Monday, February 14, 2005

The Wall Street Journal has an article on Global Warming

Today, that does little to increase my confidence in the science on the matter. (I don't have a subscription to WSJ, I just occasionally get the paper copy dropped in my lap.)

I just want to highlight a few passages that I found irritating. The article is: "Global Warring: In Climate Debaste, The 'Hockey Stick' Leads to a Face-Off: Nonscientist Assails a Graph Environmentalists Use, And He Gets a Hearing: Defenders Call Attack Political" by Antonio Regalado.

As I say, I'm going to take some comments out of context to point out how annoying they are. If you want the context, you'll have to buy or borrow the paper copy if you don't have a subscription.

The player's:
Stephen McIntyre, "a semi-retired Toronto minerals consultant," who spent "two years and about $5,000 of his own money trying to double-check the influential graphic," and says "he has found significant oversights and errors. He claims its lead author, climatologist Michael Mann of the University of Virginia, and colleagues used flawed methods that yield meaningless results." McIntyre also "won math contests in high school and a math scholarship to the University of Toronto..." [What I elided might be useful for anyone seeking an ad hominem.]
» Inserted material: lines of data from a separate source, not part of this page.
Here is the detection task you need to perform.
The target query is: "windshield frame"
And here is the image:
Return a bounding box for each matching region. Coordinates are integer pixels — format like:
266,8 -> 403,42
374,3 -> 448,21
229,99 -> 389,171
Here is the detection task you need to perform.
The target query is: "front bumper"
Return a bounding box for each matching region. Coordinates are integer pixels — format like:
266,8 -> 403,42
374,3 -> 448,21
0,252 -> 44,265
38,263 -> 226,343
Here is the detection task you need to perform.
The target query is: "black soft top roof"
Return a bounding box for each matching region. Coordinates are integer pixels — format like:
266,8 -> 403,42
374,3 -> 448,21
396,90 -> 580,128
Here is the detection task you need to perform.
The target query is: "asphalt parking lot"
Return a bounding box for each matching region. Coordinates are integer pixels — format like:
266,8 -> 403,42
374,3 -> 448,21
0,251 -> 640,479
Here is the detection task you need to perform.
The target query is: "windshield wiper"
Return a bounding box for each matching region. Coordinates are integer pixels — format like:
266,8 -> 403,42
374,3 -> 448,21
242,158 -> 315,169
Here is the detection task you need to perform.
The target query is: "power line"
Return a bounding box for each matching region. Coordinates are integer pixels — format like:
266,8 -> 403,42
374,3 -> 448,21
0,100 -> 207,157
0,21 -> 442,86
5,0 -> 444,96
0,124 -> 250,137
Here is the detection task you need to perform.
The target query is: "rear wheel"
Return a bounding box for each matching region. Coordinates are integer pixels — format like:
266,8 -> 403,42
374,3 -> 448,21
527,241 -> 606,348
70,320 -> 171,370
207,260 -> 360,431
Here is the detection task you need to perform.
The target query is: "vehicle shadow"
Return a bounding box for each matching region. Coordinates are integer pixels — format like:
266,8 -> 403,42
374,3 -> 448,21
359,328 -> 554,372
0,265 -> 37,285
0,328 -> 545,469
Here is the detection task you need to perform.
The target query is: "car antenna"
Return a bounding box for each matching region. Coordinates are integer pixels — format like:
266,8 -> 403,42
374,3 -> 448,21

Michael Mann... The article apparently doesn't feel he needs further introduction - it's about his famous model, after all - so here's his blog. (Not his alone, actually.)

McIntyre's attack is "that Dr. Mann's mathematical technizue in drawing the graph is prone to generating hockey-stick shapes even when applied to random data."

What is it that I find irritating?
Mr. McIntyre, e-mailed Dr. Mann requesting the raw data used to build the hockey stick After initially providing some information, Dr. Mann cut him off.

Dr. Mann says his busy schedule didn't permit him to respond to "every frivolous note: from nonscientists."

Well, I guess that's the key thing that irritated me, other than "Think tanks backed with funding from from the energy industry have waged a wide campaign to castdoubt on key scientific results." That's the reporter, Mr. Regalado, not Dr. Mann. And this line, "A variety of critics appear to be 'on some kind of witch hunt,' Dr. Overpeck says."

Because I do care about context, Dr. Jonathan Overpeck, a climate specialist at the University of Arizona, also says, "The main punch line still appears in many other studies."

And the fact is that the article comes out pretty balanced. It doesn't leave you believing either that McIntyre is a crackpot, whether he is or not, nor that Mann is an arrogant socialist. RealClimate.org appears quite reasonable:
RealClimate is a commentary site on climate science by working climate scientists for the interested public and journalists. We aim to provide a quick response to developing stories and provide the context sometimes missing in mainstream commentary. The discussion here is restricted to scientific topics and will not get involved in any political or economic implications of the science.

An important counter to McIntyre's point is made here:
However, this discussion needs to be conducted in a sober and unexcited manner; it does not help to overburden the "hockey stick" with symbolic meaning. In some media reports, the "hockey stick" has even been hyped as "a pillar of the Kyoto protocol" (which was agreed in 1997 and thus predates it) or as "proof that humans are warming the Earth". This is a serious misunderstanding of the scientific meaning of these data.

But the problem remains that it's what happens when the scientific data are used by politicians that causes the trouble. I'm a big fan of non-governmental solutions. Societies can be, and usually are, stifling in one way or other, but as long as societal taboos aren't killing, maiming, imprisoning or impoverishing you, in the most literal sense, the stifling can be ignored or overcome.